Growers new to seeding covers must consider if their equipment can handle planting into cash-crop residue, and planting a cash crop into cover residue.
“The first time you plant a big summer mix and it grows 10 feet tall you’ll be scared to death to plant wheat into it — but you absolutely can do it,” he says. “We have people planting their cash crop into a green cover crop and planting cover crop into a green cash crop before it’s harvested
“If you think that you’re going to add a cover crop to your rotation to add diversity and you’re going to put one species of animal out there, you may be missing out. In nature there’s a great diversity of plants and there’s a great diversity of animals.”
Deciding the Mix
Deciding what to plant in a cover mix can impact overall success. Cover crops keep the soil protected from heat, cold and rain so that it stores moisture. Not everything in the cover mix should be considered livestock fodder, as some of the plants are there to feed the soil.
“If we’re going to plant cover to graze, is it palatable? Flax is a great cover crop, but livestock won’t eat it,” Johnson notes. “Regardless of how good a cover crop species or variety is, if it’s not priced at an economical rate for your use, it doesn’t matter.
“Do you want warm- or cool-season plants, or both? Think about the height of the cover crop. The only way to tell what’s adapted on your farm is to try it on some acres. Ultimately, it doesn’t matter how great it grows and how economically you can get it planted if the livestock aren’t going to eat it. You may want to include some plants livestock don’t eat because one of your goals may be to leave residue.”
Bloat and prussic acid can be risks with some cover crops, and brassicas can have high sulfur, and that becomes a factor depending on water quality.
When choosing a mix, Johnson says, oats is palatable and suited to heavier soils, with rye well suited to light soils. Locally adapted beardless wheat varieties are available. Pearl millet likes sandy soil and brown-top millet is short season and broadly adapted.

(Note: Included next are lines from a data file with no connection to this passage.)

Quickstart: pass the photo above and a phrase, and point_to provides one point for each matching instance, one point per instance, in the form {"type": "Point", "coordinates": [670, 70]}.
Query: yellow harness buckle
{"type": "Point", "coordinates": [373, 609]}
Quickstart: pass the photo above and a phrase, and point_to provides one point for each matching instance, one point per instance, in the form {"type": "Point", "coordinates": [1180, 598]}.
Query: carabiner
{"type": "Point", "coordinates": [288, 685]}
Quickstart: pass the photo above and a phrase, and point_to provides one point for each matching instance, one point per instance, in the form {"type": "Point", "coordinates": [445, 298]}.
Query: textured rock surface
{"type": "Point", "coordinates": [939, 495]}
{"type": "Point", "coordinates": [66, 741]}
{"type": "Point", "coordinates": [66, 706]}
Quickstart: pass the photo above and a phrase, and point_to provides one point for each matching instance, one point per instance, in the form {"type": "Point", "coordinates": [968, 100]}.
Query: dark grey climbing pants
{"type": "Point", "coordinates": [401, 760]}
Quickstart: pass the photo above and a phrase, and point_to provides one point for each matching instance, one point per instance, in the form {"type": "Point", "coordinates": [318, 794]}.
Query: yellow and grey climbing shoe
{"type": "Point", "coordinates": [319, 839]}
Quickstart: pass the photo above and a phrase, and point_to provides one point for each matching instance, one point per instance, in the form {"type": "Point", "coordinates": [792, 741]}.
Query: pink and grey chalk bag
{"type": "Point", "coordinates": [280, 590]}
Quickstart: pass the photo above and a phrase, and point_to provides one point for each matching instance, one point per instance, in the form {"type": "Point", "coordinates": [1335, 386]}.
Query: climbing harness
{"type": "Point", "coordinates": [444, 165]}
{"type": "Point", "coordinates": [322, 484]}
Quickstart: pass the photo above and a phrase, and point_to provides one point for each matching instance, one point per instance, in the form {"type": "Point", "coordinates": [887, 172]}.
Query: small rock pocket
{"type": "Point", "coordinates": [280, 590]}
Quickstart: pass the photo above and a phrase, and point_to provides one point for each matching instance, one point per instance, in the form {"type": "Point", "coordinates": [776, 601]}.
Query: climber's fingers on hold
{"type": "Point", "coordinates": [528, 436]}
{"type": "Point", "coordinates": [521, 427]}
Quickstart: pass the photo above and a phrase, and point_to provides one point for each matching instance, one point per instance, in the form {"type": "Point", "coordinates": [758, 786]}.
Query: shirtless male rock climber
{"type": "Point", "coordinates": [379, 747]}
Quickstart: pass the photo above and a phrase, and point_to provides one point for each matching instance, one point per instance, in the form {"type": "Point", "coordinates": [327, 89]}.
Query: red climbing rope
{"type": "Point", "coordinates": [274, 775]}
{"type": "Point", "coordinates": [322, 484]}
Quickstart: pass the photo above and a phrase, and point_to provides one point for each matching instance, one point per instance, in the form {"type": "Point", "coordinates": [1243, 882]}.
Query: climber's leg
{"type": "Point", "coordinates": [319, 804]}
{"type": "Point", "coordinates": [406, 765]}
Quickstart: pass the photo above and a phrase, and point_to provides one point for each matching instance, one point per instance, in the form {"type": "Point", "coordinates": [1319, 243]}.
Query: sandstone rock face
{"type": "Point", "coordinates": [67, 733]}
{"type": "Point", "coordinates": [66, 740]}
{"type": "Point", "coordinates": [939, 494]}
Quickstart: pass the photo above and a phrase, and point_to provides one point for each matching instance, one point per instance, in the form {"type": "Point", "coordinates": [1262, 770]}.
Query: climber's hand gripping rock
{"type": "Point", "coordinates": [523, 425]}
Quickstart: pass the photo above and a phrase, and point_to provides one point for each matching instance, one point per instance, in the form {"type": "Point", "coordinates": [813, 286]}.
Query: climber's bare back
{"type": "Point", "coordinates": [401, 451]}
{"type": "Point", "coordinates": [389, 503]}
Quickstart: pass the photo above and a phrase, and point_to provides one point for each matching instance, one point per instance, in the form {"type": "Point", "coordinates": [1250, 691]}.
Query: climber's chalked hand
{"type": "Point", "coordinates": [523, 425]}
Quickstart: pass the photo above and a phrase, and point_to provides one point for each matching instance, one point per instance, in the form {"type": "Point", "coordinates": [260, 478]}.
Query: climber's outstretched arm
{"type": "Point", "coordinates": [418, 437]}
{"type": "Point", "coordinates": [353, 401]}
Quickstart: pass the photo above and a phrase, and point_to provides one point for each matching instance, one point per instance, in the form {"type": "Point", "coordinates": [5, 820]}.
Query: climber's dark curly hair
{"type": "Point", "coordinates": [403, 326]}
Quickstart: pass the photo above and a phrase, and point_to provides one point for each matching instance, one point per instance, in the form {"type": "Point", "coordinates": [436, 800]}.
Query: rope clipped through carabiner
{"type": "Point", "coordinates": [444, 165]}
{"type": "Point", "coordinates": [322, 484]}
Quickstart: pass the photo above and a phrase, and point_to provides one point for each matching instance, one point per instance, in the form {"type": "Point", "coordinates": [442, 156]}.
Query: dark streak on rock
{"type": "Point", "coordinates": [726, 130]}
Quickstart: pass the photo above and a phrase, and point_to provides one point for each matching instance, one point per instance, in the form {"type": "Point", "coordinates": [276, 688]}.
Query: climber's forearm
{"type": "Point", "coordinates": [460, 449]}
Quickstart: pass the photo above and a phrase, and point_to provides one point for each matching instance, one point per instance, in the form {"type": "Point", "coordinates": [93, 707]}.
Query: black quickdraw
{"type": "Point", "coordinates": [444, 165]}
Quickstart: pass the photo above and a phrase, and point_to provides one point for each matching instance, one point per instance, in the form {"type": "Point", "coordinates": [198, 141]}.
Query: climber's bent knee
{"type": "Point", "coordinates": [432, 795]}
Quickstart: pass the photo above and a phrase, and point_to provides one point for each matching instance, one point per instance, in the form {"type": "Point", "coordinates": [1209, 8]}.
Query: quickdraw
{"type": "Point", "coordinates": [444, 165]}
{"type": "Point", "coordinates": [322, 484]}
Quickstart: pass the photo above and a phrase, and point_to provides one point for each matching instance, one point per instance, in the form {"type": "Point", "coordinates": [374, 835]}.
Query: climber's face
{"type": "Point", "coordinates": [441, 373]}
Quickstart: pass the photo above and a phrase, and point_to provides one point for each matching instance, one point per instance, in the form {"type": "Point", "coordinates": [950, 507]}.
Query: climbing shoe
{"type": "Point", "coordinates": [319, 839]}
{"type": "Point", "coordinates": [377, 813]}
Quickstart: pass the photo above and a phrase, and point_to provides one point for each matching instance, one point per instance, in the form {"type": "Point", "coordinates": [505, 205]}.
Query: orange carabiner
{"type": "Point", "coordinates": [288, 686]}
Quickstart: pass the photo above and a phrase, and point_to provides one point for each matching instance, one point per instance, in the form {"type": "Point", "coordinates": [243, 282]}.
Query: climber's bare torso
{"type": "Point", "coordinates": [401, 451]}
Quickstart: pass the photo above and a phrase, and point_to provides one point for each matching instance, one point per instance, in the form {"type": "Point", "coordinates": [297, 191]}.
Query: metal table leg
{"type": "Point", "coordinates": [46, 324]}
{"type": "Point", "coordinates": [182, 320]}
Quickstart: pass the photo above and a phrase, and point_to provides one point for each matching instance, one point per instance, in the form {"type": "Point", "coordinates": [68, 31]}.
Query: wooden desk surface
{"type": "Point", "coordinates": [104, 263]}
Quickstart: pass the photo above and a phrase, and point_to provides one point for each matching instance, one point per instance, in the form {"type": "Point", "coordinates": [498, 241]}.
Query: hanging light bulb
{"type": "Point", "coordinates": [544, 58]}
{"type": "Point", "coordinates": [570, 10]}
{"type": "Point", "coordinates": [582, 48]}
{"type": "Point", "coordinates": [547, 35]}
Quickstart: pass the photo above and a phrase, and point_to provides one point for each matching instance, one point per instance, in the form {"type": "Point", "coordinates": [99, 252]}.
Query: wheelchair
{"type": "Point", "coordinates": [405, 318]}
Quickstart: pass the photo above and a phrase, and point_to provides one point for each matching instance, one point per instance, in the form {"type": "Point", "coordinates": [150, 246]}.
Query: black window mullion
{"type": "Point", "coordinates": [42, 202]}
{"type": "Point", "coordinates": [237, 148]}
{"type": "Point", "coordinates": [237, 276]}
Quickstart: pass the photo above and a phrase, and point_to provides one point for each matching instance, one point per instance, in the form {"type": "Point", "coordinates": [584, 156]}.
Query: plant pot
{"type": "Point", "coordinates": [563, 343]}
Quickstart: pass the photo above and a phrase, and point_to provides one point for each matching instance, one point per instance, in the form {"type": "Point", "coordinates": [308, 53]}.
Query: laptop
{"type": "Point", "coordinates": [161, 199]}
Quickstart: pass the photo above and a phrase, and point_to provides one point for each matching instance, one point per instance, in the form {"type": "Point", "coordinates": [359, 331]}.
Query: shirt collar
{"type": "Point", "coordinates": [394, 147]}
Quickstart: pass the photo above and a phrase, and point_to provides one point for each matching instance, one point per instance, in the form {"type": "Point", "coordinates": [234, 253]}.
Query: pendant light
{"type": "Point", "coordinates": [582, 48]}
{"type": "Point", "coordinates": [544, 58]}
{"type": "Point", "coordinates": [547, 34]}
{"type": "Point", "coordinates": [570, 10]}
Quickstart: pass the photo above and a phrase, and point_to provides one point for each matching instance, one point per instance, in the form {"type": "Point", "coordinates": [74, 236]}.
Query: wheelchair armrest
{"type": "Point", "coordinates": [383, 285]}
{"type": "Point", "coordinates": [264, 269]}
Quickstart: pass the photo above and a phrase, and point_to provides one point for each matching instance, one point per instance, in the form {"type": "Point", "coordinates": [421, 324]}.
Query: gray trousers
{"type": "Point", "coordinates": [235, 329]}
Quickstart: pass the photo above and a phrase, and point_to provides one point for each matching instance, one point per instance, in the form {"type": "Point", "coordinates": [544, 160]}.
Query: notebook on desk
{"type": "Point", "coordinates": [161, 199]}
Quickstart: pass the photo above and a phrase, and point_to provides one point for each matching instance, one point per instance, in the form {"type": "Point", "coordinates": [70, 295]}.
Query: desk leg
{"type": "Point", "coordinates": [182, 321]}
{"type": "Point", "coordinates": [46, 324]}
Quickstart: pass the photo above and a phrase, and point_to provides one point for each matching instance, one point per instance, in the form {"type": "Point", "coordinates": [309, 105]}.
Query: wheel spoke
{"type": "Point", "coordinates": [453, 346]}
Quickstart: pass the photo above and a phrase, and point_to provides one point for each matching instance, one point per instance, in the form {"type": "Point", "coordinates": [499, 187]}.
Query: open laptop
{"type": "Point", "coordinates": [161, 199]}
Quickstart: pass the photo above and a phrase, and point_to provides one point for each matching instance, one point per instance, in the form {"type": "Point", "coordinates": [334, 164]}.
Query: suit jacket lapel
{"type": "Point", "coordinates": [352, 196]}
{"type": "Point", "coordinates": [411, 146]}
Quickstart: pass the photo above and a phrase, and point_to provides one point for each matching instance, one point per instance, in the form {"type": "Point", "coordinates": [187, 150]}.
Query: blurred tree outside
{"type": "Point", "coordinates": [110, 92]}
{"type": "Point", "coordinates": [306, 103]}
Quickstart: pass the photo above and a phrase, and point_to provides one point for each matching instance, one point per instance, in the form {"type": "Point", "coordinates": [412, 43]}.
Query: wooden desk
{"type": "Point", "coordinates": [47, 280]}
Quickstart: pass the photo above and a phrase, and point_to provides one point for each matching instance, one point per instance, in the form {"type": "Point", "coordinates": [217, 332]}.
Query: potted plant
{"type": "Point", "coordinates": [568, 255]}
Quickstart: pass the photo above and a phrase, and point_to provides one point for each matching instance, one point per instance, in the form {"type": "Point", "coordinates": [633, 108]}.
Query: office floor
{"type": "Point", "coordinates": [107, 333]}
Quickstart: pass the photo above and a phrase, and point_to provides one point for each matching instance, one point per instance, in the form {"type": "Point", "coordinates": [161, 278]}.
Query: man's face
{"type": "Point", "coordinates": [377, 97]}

Spring and winter peas offer vigorous seedling growth, mung beans and cowpeas are suited to dry, hot climates and clovers offer specific niche benefits.
“Okra is one of my new favorites,” Johnson says. “Cows love okra. They eat the whole plant to the ground, and if you have a little moisture in the soil it will come right back and the cattle graze it to the ground again.
“With rain, it will come back and they’ll graze it to the ground once again. Okra has probably the best taproot I can think of. If you need to do some tillage you should be looking at okra instead of steel or metal machinery.”
Staying in Business
Johnson says getting the most from grazing cover crops ultimately comes down to individual goals, resources, species selection, what producers want to do and why, and management of all of the above.
“I have worked with several producers who found that one of the big benefits of grazing cover crops is forage to take advantage of,” he says. “Oklahoma is a wheat state. In June/July/August we can get off native grass and perennial warm-season pastures, rest them, and graze these cover crops
“Producers have told me cover crops have kept them in business the past several years and allowed them to manage native pastures. What we see with a healthy no-till system and a healthy rotation including grazed cover crops is we build soil structure, and we don’t get hoof pugging in the ground any more—it usually occurs only in the transition phase.”